CT scanning is not often required for diagnosis. The modality demonstrates the nature of the lesion better by characterizing the matrix of the lesion. It also depicts expansion of the affected bone and its subtle mineral contents. It can demonstrate subtle nondisplaced pathologic fractures. CT is extremely useful in evaluating the extent of disease in complex locations, such as the facial bones, pelvis, chest wall, and spine. Usually, attenuation is in the range of 70-130 HU (Hounsfield unit). [8, 9, 10, 11]
In the skull, the outer table always expands outward. Therefore, the lesion is invariably convex; both tables are intact, although they are thinner. In the spine, CT can demonstrate the extent of bony disease and compromise of the spinal canal space. Paraspinal soft-tissue extension can be demonstrated at CT. CT scans may suggest malignant transformation, with the definition of an extraosseous soft-tissue mass and bone destruction. (See the images below.)
Degree of confidence
CT scanning is not optimal for the differentiation of fibrous dysplasia from other lesions that mimic it. CT findings complement plain radiographic findings.
Magnetic Resonance Imaging
On T1-weighted MRIs, the lesion has low-to-intermediate signal intensity equal to that of muscle. T2-weighted images also show low signal intensity owing to the high content of collagen and bone. Cartilaginous islands may be present in some lesions, and they appear as areas of high signal intensity on T2-weighted images. In children, T2-weighted images show hyperintense signal greater than that of subcutaneous fat; this finding is characteristic of fibrous dysplasia. (See the images below.) 
Also, fluid-fluid levels are reported in fibrous dysplasia. On short–inversion time inversion-recovery (STIR) images, the signal intensity of the lesion may be very high. MRI may be useful in assessing malignant change and demonstrating extension of the tumor into the surrounding soft tissues.
For postoperative follow-up, gadolinium-enhanced MRI is useful in demonstrating the proliferation of fibrocellular tissue.
Gadolinium-based contrast agents (gadopentetate dimeglumine [Magnevist], gadobenate dimeglumine [MultiHance], gadodiamide [Omniscan], gadoversetamide [OptiMARK], gadoteridol [ProHance]) have been linked to the development of nephrogenic systemic fibrosis (NSF) or nephrogenic fibrosing dermopathy (NFD). For more information, see the eMedicine topic Nephrogenic Systemic Fibrosis. The disease has occurred in patients with moderate to end-stage renal disease after being given a gadolinium-based contrast agent to enhance MRI or MRA scans.
NSF/NFD is a debilitating and sometimes fatal disease. Characteristics include red or dark patches on the skin; burning, itching, swelling, hardening, and tightening of the skin; yellow spots on the whites of the eyes; joint stiffness with trouble moving or straightening the arms, hands, legs, or feet; pain deep in the hip bones or ribs; and muscle weakness. For more information, see Medscape.
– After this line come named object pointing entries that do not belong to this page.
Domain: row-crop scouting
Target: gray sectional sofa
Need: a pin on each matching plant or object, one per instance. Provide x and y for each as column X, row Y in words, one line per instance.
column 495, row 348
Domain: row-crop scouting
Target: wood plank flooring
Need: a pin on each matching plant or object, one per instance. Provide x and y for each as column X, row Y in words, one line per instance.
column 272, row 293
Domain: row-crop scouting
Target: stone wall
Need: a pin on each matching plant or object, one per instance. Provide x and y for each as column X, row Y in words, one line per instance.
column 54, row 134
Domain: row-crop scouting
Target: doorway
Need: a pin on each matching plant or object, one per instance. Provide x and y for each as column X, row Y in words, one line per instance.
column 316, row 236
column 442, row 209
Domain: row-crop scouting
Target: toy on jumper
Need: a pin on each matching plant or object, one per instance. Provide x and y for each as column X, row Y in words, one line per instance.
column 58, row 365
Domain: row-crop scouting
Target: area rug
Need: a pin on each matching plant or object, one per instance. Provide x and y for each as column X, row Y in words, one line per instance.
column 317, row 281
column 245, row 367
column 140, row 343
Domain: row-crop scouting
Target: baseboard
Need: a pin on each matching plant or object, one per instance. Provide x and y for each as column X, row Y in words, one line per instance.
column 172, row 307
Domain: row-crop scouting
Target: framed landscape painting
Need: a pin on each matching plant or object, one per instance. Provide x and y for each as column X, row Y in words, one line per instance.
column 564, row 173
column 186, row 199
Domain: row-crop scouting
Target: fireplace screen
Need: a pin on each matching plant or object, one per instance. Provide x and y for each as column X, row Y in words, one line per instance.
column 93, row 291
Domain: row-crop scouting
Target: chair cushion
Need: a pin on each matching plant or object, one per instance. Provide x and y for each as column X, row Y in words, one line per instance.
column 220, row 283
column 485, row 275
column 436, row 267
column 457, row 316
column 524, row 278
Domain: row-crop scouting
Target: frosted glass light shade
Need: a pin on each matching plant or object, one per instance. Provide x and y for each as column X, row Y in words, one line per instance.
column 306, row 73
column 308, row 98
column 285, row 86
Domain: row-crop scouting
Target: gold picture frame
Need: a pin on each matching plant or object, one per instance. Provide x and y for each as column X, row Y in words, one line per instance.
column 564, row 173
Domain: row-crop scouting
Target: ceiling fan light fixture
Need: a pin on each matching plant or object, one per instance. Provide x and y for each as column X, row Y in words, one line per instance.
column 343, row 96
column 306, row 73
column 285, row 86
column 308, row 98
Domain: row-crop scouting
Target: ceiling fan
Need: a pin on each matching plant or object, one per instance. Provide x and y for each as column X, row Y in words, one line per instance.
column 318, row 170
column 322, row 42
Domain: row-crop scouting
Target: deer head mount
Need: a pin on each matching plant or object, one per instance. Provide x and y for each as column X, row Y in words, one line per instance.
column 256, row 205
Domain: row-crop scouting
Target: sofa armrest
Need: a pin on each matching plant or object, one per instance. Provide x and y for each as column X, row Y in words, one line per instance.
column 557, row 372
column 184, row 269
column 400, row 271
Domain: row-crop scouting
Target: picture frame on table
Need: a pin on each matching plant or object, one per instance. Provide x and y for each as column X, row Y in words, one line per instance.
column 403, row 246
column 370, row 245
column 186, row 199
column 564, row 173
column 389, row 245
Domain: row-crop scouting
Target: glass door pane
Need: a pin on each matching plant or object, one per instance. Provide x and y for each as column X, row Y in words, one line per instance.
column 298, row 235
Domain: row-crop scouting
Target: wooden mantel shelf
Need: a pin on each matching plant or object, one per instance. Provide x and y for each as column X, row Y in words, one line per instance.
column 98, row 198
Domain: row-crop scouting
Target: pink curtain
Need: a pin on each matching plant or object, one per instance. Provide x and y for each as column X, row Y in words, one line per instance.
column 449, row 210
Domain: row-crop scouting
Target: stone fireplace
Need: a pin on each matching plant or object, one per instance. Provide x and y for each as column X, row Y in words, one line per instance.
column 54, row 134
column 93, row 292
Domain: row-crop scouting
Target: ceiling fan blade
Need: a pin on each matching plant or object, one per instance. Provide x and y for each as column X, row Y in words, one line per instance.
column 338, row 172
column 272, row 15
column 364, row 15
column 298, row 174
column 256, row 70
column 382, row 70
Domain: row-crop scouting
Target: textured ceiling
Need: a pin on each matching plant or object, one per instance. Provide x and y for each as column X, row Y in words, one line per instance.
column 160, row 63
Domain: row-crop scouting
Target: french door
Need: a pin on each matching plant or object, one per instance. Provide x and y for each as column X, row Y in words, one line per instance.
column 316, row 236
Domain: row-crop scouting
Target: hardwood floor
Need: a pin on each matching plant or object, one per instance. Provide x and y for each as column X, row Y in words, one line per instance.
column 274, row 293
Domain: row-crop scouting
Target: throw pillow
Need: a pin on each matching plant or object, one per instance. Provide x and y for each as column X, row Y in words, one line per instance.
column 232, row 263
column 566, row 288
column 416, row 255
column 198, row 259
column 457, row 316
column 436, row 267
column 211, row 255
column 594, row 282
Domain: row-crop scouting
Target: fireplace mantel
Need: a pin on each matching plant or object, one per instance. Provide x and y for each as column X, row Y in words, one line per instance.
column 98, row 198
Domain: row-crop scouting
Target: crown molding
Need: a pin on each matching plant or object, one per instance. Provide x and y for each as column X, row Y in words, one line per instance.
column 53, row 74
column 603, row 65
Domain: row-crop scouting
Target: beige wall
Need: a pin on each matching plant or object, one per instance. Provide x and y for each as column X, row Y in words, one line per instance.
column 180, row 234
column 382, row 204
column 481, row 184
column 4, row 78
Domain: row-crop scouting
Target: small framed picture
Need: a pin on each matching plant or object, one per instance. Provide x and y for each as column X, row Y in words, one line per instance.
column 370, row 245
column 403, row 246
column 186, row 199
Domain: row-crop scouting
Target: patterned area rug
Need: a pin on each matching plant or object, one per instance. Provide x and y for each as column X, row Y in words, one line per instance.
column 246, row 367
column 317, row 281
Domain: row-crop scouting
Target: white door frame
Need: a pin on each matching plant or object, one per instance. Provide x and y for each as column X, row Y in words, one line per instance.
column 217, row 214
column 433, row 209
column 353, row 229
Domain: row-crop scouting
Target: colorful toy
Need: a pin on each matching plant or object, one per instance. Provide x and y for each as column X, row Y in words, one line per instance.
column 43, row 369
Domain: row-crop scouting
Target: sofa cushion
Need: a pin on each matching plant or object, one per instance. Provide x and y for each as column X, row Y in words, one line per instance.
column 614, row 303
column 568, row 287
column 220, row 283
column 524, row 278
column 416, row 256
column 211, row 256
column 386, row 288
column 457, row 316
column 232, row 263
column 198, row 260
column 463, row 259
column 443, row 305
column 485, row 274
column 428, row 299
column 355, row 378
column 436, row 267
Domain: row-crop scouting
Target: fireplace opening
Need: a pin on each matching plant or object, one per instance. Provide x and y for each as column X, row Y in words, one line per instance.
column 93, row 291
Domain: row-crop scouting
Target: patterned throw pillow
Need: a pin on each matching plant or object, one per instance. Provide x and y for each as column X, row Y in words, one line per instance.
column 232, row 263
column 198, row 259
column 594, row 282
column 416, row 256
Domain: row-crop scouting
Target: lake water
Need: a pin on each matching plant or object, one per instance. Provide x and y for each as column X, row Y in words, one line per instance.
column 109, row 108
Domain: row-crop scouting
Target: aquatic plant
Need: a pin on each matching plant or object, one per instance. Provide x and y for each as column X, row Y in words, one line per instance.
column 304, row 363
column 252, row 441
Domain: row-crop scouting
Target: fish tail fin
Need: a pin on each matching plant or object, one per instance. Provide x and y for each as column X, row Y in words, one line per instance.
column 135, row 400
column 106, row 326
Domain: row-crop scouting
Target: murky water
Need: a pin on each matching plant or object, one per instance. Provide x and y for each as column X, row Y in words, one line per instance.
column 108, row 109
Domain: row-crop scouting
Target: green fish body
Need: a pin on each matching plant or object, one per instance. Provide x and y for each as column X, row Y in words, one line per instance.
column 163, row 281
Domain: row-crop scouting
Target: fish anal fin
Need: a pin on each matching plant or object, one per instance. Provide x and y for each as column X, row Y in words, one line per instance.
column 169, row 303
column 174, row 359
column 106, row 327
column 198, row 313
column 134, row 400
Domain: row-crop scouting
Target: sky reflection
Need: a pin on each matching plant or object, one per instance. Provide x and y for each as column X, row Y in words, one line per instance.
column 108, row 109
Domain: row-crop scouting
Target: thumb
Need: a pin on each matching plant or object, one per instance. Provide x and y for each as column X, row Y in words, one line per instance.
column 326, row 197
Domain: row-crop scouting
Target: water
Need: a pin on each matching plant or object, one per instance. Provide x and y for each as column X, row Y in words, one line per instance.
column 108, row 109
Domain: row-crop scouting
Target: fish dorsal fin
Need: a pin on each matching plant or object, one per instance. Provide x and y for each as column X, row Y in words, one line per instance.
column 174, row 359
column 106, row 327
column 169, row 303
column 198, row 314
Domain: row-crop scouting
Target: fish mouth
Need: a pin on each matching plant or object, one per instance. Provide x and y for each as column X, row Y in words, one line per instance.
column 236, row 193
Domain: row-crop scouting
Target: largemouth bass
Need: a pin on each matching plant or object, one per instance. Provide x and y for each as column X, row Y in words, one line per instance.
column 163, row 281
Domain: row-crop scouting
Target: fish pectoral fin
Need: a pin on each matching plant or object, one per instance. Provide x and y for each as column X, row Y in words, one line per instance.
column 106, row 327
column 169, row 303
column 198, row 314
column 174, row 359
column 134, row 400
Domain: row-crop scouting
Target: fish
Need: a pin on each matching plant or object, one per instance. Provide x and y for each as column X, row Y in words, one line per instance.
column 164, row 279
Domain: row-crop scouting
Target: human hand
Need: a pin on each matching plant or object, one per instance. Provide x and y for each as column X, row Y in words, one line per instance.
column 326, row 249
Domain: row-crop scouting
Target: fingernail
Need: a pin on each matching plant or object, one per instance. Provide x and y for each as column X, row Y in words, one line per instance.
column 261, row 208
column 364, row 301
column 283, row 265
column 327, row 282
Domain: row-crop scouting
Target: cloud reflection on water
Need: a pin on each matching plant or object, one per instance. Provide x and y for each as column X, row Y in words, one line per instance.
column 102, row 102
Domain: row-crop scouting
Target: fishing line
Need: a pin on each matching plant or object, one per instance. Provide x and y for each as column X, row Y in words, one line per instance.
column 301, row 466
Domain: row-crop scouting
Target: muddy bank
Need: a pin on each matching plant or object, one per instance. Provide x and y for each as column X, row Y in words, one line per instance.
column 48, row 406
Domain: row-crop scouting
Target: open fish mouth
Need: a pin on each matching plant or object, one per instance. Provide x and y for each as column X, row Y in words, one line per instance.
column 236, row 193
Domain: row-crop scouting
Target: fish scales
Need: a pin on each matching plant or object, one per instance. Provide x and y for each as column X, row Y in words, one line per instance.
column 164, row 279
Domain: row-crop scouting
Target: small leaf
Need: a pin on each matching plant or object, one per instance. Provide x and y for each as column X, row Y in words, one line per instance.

In fibrous dysplasia, accumulation of isotope increases because of the lesion's hypervascularity. Hot spots or increased uptake of the radioisotope tracer technetium-99m methylene diphosphonate (99m Tc MDP) occurs in the spine, pelvis, ribs, and appendicular skeleton. Pathologic or stress fractures also can increase isotopic activity in the lesions. The features on the bone scan are nonspecific for a conclusive diagnosis based solely on the distribution of the isotope. [12, 13]
Degree of confidence
The technique is not specific for a firm diagnosis based on the imaging characteristics. The specificity is relatively poor.